Over the weekend, US media reports suggested that President Obama had rejected a one-on-one meeting with Turkish counterpart Recep Tayyip Erdogan, and refused to attend the opening ceremony of a mosque in Maryland built using Turkish money.
For his part, the Turkish president has denied knowledge of any cancelation, insisting, even as he departed for Washington on Tuesday, that he will meet with the American president.
Erdogan Says Expects to Meet With Obama During US Visit
Asked for comment on the confusing diplomatic back-and-forth, Osman Faruk Logoglu, the former Turkish ambassador to the United States, suggested that even if the two men were to meet, it would do nothing to lower the level of tensions between the two countries.
Speaking to Sputnik Turkey, Logoglu, who served as ambassador between 2001-2005, emphasized that the diplomatic spat is a reflection of deeper issues in Turkish-American relations, which have several underlying causes.
"There are differences on the Syrian conflict, differences with regard to the position of the PDS [the party of the Syrian Kurds], the [US] arrest of Riza Sarraf" (a Turkish businessman accused of corruption with ties to the Turkish president).
"Additionally, the ambassadors of many countries, including the US, are participating in numerous court proceedings being in Turkey in connection with the infringement of the freedom of the press and freedom of speech."

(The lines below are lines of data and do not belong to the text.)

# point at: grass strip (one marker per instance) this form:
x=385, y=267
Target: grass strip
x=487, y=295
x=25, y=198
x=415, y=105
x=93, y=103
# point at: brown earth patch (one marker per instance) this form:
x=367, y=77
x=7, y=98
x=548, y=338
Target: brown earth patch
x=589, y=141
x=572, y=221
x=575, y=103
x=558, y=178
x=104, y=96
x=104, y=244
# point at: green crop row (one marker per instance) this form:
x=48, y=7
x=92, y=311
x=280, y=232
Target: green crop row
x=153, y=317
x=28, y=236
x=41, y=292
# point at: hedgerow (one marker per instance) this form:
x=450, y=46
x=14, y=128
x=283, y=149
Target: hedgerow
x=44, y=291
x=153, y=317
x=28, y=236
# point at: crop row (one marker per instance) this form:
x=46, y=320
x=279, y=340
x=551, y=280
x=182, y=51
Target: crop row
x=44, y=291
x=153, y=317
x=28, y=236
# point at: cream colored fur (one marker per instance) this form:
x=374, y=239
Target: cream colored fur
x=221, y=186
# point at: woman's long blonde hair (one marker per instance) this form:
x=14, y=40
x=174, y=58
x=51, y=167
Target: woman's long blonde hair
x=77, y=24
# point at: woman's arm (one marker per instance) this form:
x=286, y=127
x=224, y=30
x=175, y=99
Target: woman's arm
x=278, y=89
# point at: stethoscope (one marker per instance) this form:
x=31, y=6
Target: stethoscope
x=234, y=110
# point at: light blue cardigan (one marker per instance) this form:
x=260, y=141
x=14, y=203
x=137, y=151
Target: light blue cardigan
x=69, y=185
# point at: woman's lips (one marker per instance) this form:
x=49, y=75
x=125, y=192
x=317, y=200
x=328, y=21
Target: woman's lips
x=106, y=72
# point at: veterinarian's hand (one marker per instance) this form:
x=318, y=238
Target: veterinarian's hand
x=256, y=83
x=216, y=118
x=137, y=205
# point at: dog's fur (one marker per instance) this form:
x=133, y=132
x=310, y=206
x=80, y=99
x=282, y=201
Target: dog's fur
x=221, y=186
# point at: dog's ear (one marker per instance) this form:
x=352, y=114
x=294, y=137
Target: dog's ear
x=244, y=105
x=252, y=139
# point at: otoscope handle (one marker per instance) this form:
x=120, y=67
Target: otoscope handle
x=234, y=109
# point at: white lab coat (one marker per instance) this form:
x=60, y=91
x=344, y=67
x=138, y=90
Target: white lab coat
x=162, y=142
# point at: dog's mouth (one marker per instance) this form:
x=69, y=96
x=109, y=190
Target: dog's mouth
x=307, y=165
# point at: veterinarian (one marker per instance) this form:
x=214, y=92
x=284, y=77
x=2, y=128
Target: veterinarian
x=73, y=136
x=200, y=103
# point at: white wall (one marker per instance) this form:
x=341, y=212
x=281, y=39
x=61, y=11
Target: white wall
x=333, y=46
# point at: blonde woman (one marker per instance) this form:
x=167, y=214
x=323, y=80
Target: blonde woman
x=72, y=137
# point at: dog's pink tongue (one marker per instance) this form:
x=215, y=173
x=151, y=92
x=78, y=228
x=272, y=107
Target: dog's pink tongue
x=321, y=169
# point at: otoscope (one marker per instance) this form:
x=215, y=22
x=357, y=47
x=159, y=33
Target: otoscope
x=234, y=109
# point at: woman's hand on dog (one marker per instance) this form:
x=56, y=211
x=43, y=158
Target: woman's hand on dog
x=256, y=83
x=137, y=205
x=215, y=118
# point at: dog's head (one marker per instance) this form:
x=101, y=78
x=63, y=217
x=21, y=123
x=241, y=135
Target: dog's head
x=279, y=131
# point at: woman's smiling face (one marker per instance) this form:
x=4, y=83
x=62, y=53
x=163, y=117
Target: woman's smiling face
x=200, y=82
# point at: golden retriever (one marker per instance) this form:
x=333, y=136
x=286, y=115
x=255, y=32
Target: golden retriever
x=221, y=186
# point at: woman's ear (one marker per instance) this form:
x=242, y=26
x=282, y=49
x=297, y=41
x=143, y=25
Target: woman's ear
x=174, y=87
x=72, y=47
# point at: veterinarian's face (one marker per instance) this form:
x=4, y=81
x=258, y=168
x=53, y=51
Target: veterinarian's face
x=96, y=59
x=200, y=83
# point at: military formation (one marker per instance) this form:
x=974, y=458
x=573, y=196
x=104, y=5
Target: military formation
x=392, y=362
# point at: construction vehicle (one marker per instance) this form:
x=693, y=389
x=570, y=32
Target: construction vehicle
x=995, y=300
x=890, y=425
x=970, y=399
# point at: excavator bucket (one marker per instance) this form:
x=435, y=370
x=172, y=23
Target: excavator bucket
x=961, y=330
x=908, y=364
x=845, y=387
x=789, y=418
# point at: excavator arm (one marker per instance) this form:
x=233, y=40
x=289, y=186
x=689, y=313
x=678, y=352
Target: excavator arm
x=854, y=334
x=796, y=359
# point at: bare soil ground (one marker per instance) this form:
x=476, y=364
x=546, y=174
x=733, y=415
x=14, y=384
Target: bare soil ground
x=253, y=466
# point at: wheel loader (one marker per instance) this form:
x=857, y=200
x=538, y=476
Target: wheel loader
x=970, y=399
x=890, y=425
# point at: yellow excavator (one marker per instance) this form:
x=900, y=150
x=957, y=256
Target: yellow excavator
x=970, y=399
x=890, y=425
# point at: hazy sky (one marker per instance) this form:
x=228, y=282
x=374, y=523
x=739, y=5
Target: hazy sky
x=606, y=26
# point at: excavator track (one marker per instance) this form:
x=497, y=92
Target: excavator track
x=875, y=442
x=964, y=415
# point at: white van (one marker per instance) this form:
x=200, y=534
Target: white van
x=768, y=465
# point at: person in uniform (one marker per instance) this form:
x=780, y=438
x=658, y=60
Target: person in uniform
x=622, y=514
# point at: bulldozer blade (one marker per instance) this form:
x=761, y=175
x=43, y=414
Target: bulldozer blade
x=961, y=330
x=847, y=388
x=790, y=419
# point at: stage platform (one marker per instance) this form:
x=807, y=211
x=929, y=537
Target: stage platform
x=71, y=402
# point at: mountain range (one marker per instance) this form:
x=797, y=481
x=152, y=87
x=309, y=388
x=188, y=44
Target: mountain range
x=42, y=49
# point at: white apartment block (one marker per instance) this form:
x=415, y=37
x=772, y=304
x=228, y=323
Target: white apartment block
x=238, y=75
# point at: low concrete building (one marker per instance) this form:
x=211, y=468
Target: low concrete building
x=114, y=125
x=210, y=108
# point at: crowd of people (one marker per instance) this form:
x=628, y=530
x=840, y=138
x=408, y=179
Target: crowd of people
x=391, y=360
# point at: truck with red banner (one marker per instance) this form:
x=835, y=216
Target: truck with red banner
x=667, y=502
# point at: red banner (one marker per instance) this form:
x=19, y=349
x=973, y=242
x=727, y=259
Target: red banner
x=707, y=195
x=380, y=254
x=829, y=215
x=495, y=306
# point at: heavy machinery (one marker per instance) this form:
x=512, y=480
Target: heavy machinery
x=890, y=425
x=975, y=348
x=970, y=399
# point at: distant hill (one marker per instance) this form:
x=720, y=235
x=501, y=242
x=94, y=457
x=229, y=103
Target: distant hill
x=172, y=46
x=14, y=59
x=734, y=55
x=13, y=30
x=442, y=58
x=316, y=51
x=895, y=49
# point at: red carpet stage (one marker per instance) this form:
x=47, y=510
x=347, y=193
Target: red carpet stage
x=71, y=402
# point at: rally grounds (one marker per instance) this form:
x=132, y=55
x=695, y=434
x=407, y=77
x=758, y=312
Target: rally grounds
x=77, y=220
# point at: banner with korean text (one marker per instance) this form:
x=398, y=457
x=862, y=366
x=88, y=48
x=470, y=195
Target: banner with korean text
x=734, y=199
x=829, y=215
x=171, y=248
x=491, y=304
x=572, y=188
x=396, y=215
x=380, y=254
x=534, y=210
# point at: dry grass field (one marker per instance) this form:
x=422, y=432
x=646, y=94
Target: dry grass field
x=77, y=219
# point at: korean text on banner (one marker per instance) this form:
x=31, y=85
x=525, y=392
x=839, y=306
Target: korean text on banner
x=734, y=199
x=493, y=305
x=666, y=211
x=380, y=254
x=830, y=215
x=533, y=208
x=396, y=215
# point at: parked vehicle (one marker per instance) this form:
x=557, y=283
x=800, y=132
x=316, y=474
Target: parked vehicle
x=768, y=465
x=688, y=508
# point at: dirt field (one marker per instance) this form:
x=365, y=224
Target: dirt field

"All this is a reflection of those thorny issues that have ripened in relations between Turkey and America," Logoglu noted.
"In this sense," he suggested, "Erdogan's visit to Washington comes at a difficult period in bilateral relations between the two countries. The key point to pay attention to is whether Erdogan ends up meeting with Obama or not. Such a meeting could occur; however, in any case, it will not be able to remove the accumulated tensions between the two countries, because even if they do meet, the two leaders will each assert their own point of view. In such circumstances, building a constructive dialogue is not possible."
Ultimately, avoiding the topic of the Turkish Kurds, Logoglu suggested that differences on the Syrian issue may very well be the main cause of the deterioration of relations.
"Over the past two-three years, fundamental contradictions have grown between the two countries on the strategy for solving the Syrian crisis. Among them, the most important is the fate of Syrian President Bashar al-Assad. Another divergence of opinion stems from the Syrian Kurdish Democratic Union Party, which the Turkish government considers a terrorist organization" (and the US does not).
"Moreover, a considerable role in the cooling of Turkish-US relations is the result of Turkey's inaction in the [US-led] anti-Daesh coalition, especially in the first months after its inception."